Until recently, PC buyers had only a few choices for selecting what kind of storage device to use with their laptop or desktop and the form factor had just a hard disk drive (HDD). But now, you have a choice to configure your system with either an HDD, SSD, or in some cases both. How will you choose between them? What are the major differences between normal HDD and SSD? Here are a few differences between SSDs and HDDs that might help you with this, Read further to know all of them.
What is an HDD?
Hard drives are considered traditional spinning hard drives (HDDs). It is the basic non-volatile storage device on a computer. Hard drives are metal platters that come with a magnetic coating that stores your data. It has a read/write head that is located on an arm that is used to access your data while the platters are spinning inside a hard drive enclosure.
What is SSD?
SSD, which stands for Solid State Drive, is also a non-volatile storage device that uses NAND-based flash memory to store your files. Even though they perform the same function as HDDs, it does not use a magnetic coating on the platters like HDDs to store data. Instead, SSD utilizes interconnected flash memory chips that could retain the data even when there's no power present. This is the major difference between HDD and SSDs.
SSD Vs HDD
Here are some major differences between the SSD and normal HDD:
Most solid-state drives are considerably faster at reading data than hard drives. The main reason is that there are no moving mechanical parts on an SSD as in HDDs and due to this the seek time has been significantly reduced on SSD.
Storage Technology Used
Normal Hard disk drives store all your data in the form of fragments i.e. your files will be split into chunks and will scatter in contiguous blocks throughout the hard dive sectors and blocks. However, Solid-State drives are completely different from HDD and don’t need fragmentation to store data. Hence, it has no physical read heads making it faster in storing data or launching applications, etc.

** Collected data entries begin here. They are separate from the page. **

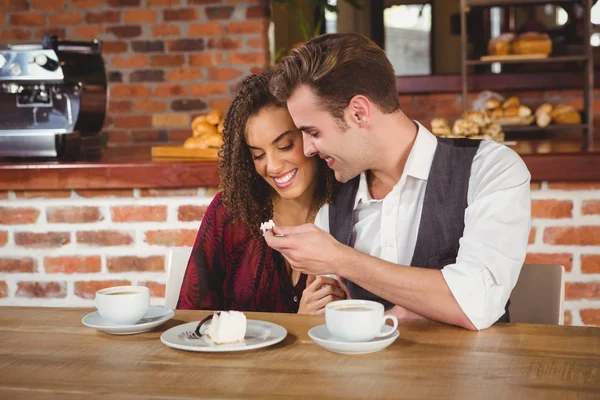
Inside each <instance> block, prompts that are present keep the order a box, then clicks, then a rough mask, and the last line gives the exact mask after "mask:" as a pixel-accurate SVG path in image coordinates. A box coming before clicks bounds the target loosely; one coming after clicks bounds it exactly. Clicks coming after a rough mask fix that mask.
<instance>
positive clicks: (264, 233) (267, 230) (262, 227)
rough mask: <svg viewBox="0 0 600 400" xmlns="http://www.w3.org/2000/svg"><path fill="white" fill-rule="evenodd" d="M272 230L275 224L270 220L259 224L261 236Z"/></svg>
mask: <svg viewBox="0 0 600 400" xmlns="http://www.w3.org/2000/svg"><path fill="white" fill-rule="evenodd" d="M273 228H275V222H273V220H272V219H270V220H268V221H267V222H263V223H262V224H260V231H261V232H262V234H263V236H264V234H265V233H266V232H267V231H268V230H269V229H273Z"/></svg>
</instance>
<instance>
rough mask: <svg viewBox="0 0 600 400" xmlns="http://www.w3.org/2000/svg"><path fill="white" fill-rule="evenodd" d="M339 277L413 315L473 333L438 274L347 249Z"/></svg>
mask: <svg viewBox="0 0 600 400" xmlns="http://www.w3.org/2000/svg"><path fill="white" fill-rule="evenodd" d="M337 269H338V275H340V276H343V277H344V278H346V279H349V280H351V281H352V282H354V283H356V284H358V285H360V286H361V287H363V288H364V289H366V290H368V291H370V292H372V293H373V294H376V295H378V296H379V297H381V298H384V299H386V300H388V301H389V302H391V303H394V304H397V305H399V306H401V307H404V308H406V309H407V310H409V311H412V312H414V313H416V314H419V315H422V316H424V317H426V318H429V319H433V320H436V321H440V322H444V323H447V324H451V325H457V326H461V327H463V328H466V329H470V330H476V328H475V326H474V325H473V323H471V321H470V320H469V318H467V316H466V315H465V314H464V312H463V311H462V309H461V308H460V306H459V305H458V303H457V302H456V299H455V298H454V296H453V295H452V292H451V291H450V289H449V288H448V285H447V284H446V281H445V280H444V277H443V276H442V273H441V271H440V270H435V269H427V268H417V267H410V266H403V265H396V264H392V263H389V262H387V261H383V260H380V259H378V258H376V257H372V256H369V255H367V254H363V253H361V252H359V251H356V250H354V249H351V248H346V249H345V251H344V255H343V257H342V260H341V262H340V263H339V264H338V267H337Z"/></svg>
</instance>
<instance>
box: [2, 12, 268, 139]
mask: <svg viewBox="0 0 600 400" xmlns="http://www.w3.org/2000/svg"><path fill="white" fill-rule="evenodd" d="M269 10H270V8H269V1H268V0H3V1H0V42H8V43H19V42H39V40H40V38H41V37H42V36H43V35H44V34H46V33H54V34H56V35H58V36H59V37H60V38H67V39H70V40H91V39H94V38H98V39H101V40H102V41H103V55H104V60H105V63H106V66H107V69H108V77H109V81H110V90H109V91H110V103H109V113H108V118H107V121H106V123H105V131H106V132H107V133H108V137H109V145H125V144H131V143H157V142H167V141H170V142H181V141H183V140H185V139H186V138H188V137H189V136H190V134H191V131H190V129H189V126H190V121H191V118H193V117H194V116H195V115H198V114H201V113H202V112H203V111H204V112H205V111H206V110H207V109H208V108H226V107H227V106H228V104H229V102H230V100H231V91H232V86H234V85H235V83H236V82H237V81H239V80H240V79H241V78H242V77H244V76H246V75H248V74H250V73H253V72H258V71H261V70H262V69H264V67H265V66H266V65H267V64H268V63H269V51H268V40H267V36H266V32H267V27H268V23H269Z"/></svg>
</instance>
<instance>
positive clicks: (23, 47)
mask: <svg viewBox="0 0 600 400" xmlns="http://www.w3.org/2000/svg"><path fill="white" fill-rule="evenodd" d="M107 97H108V92H107V77H106V70H105V66H104V61H103V59H102V55H101V43H100V42H99V41H97V40H95V41H92V42H73V41H63V40H58V38H57V37H56V36H54V35H49V36H45V37H44V38H43V40H42V43H41V44H8V45H1V44H0V157H26V158H31V157H50V158H67V159H72V158H77V157H78V156H79V155H82V154H94V153H96V154H97V153H98V152H99V151H100V149H101V148H102V147H104V146H105V143H106V140H105V138H104V136H103V135H102V133H101V129H102V125H103V123H104V119H105V117H106V108H107Z"/></svg>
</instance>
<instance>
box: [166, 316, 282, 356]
mask: <svg viewBox="0 0 600 400" xmlns="http://www.w3.org/2000/svg"><path fill="white" fill-rule="evenodd" d="M199 322H200V321H198V322H189V323H187V324H183V325H178V326H175V327H173V328H171V329H169V330H168V331H166V332H164V333H163V334H162V335H161V336H160V340H161V341H162V342H163V343H164V344H166V345H167V346H169V347H173V348H175V349H179V350H188V351H204V352H227V351H244V350H254V349H260V348H262V347H267V346H272V345H274V344H276V343H279V342H281V341H282V340H283V339H285V337H286V336H287V330H286V329H285V328H284V327H282V326H280V325H277V324H273V323H271V322H266V321H258V320H252V319H249V320H248V321H247V323H246V336H245V338H244V341H243V342H239V343H227V344H215V343H213V341H212V340H210V339H209V338H208V337H206V336H202V337H201V338H200V339H188V337H187V336H188V335H190V334H192V333H194V331H195V330H196V327H197V326H198V323H199ZM209 326H210V322H207V323H206V324H204V325H202V328H200V333H202V334H204V332H206V329H208V327H209Z"/></svg>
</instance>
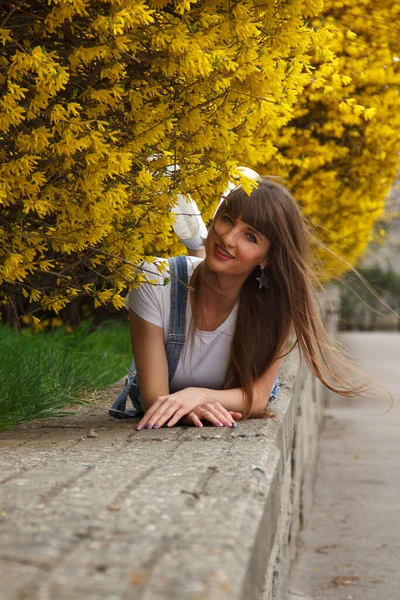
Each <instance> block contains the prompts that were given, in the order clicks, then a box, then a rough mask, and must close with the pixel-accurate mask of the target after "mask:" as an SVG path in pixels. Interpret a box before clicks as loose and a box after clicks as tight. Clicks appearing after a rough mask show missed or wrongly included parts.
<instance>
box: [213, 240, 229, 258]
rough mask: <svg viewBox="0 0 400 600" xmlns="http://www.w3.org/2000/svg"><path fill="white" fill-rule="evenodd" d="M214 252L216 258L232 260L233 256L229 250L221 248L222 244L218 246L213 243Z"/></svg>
mask: <svg viewBox="0 0 400 600" xmlns="http://www.w3.org/2000/svg"><path fill="white" fill-rule="evenodd" d="M214 252H215V255H216V256H217V258H219V259H220V260H232V258H233V256H231V255H230V254H229V252H227V251H226V250H225V249H224V248H222V246H219V245H218V244H215V246H214Z"/></svg>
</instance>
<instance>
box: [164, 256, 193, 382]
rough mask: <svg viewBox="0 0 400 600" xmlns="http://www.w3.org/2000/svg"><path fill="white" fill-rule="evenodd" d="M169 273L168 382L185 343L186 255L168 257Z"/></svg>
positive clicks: (174, 367)
mask: <svg viewBox="0 0 400 600" xmlns="http://www.w3.org/2000/svg"><path fill="white" fill-rule="evenodd" d="M169 266H170V275H171V317H170V325H169V335H168V342H167V348H166V350H167V360H168V375H169V384H170V385H171V381H172V378H173V376H174V375H175V371H176V367H177V366H178V362H179V357H180V355H181V352H182V348H183V346H184V344H185V320H186V307H187V300H188V292H189V290H188V270H187V261H186V256H175V257H174V258H170V259H169Z"/></svg>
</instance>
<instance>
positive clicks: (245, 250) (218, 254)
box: [206, 209, 271, 278]
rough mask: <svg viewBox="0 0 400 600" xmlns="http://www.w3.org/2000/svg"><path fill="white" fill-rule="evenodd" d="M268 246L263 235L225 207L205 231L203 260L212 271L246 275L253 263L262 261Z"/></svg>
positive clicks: (266, 242) (251, 268)
mask: <svg viewBox="0 0 400 600" xmlns="http://www.w3.org/2000/svg"><path fill="white" fill-rule="evenodd" d="M270 245H271V244H270V241H269V240H268V238H266V237H265V235H263V234H262V233H259V232H258V231H256V230H255V229H253V228H252V227H250V225H248V224H247V223H245V222H244V221H242V219H241V218H237V219H235V218H233V217H232V216H231V215H230V214H229V211H228V210H226V209H225V210H224V211H223V212H222V213H221V214H220V215H219V216H218V217H217V218H216V220H215V221H214V226H213V227H212V228H211V229H210V231H209V233H208V237H207V241H206V261H207V264H208V266H209V267H210V269H211V270H212V271H215V272H218V273H226V274H227V275H228V274H229V275H235V274H236V275H242V276H245V278H247V277H248V275H250V273H251V272H252V271H253V270H254V268H255V267H256V266H257V265H262V264H266V262H267V261H266V257H267V254H268V250H269V248H270Z"/></svg>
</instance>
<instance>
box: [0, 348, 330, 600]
mask: <svg viewBox="0 0 400 600" xmlns="http://www.w3.org/2000/svg"><path fill="white" fill-rule="evenodd" d="M281 379H282V386H281V391H280V396H279V400H278V401H277V402H276V403H275V405H274V408H275V411H276V413H277V417H278V418H277V420H276V422H274V421H271V420H268V421H262V420H261V421H260V420H253V421H248V422H244V423H239V425H238V427H237V429H236V430H233V431H232V430H231V429H227V428H226V429H225V428H221V429H216V428H212V427H209V428H204V429H203V430H198V429H195V428H185V427H182V428H174V429H173V430H167V429H160V430H151V431H143V432H137V431H136V430H135V429H133V423H132V422H131V421H114V420H113V419H111V418H110V417H108V415H107V413H106V408H107V407H108V405H109V404H110V399H111V398H110V397H108V396H107V398H100V399H99V401H98V402H97V403H95V404H94V405H92V406H90V407H86V408H84V409H82V410H81V411H80V412H79V413H78V414H76V415H71V416H70V417H67V418H64V419H48V420H46V421H37V422H35V423H33V424H28V425H25V426H23V427H19V428H18V429H17V430H14V431H13V432H8V433H3V434H2V435H0V448H1V454H2V461H1V473H0V475H1V481H2V485H1V487H0V503H1V508H0V514H1V517H0V518H1V522H0V527H1V529H0V531H1V536H0V575H1V578H2V582H3V583H2V589H3V595H2V598H4V599H7V600H9V599H14V598H18V599H22V598H32V599H40V600H41V599H43V598H46V599H47V598H49V599H53V598H57V600H74V599H77V600H78V598H79V600H82V599H85V600H87V599H93V600H94V599H95V600H100V599H103V598H104V599H109V600H111V599H115V600H120V599H121V600H122V599H124V600H125V599H128V598H134V599H135V600H156V599H157V600H158V599H171V600H200V599H204V600H222V599H224V600H228V599H229V600H236V599H238V600H239V599H241V600H261V599H262V600H270V599H271V600H272V599H274V600H275V599H276V600H283V599H284V598H286V583H287V579H288V571H289V567H290V564H291V562H292V559H293V557H294V554H295V541H296V538H297V534H298V532H299V530H300V528H301V526H302V523H303V522H304V520H305V519H306V518H307V515H308V512H309V510H310V505H311V498H312V482H313V473H314V464H315V457H316V447H317V437H318V430H319V424H320V420H321V414H322V390H321V386H320V384H319V383H318V385H317V383H316V381H315V380H314V379H313V378H312V376H311V375H310V374H309V373H308V372H307V371H306V370H305V369H303V368H302V367H301V366H300V365H299V361H298V358H297V356H295V355H294V353H293V355H292V356H291V357H290V358H289V359H287V361H286V363H285V365H284V368H283V370H282V373H281ZM114 394H115V390H113V391H112V395H114ZM93 429H94V432H93V431H92V430H93ZM92 436H96V437H92Z"/></svg>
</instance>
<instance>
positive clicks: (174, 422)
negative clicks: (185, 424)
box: [167, 408, 187, 427]
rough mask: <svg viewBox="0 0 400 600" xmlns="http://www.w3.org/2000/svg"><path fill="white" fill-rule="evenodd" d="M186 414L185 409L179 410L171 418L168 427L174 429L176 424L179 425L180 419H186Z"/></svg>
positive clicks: (186, 412) (176, 411) (167, 423)
mask: <svg viewBox="0 0 400 600" xmlns="http://www.w3.org/2000/svg"><path fill="white" fill-rule="evenodd" d="M186 414H187V411H186V410H185V409H184V408H179V409H178V410H177V411H176V412H175V414H174V415H173V417H171V419H170V420H169V421H168V423H167V427H173V426H174V425H175V423H177V422H178V421H179V419H182V417H184V416H185V415H186Z"/></svg>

SSDs are much more expensive than an equal-capacity HDD. Generally, the cost of 1GB of an SSD can be four to eight times costlier than the 1GB of a hard drive.
When speaking about the storage capacities of the drives, hard drives still have the advantage in storage capacity since it is available as 1TB to 2TB drives that are readily available to the consumers. But, SSDs fail to meet the current storage demands since these are only available with 256GB to 512GB capacities and a 1TB version is still in testing.
An HDD's moving parts make the drives significantly more liable to lifetime wear, shock, vibration, and heat than the SSDs which run very quietly and consume little power when compared to HDDs.
However, hard drives may have a longer lifespan, because SSDs have a finite number of times each "cell" can be written to. But, the moving parts of a hard drive might wear out over time which SSDs don't have. In general, the durability of both types of the drive will be good, and can run easily for several years or more!
Even in the case of reliability both technologies i.e. both HDD and SSD are designed in order to fight against failure but SSD can operate more efficiently in harsher environments than the HDD. Commonly these solid-state drives fail when data is being written to them, while most of the hard drives fail when data is being read.
Actually, if any drive fails when data is being written, the computer's operating system attempt to write the data elsewhere. But if it fails while reading the data, there are more possibilities of losing your vital data from the drives. However, there is no need to get tensed; in such cases, you can make use of the Remo Recover Windows / Mac Software that can easily recover the entire lost data when your HDD fails. Not just from HDD even if the SSD fails resulting in data loss this utility helps you to perform SSD recovery.
On a Whole, it’s all up to the users and their needs which matter while selecting a drive. For an average computer user, hard drives would be a good option as they are much cheaper, reliable, and provides a handful of options and capacities. However, SSDs are great if you are performing time-critical work like video editing, and such, as they are faster in reading and writing data to disk. But they are quite expensive and aren’t completely proven. Finally, it’s the user who should decide according to their requirements on which one to choose.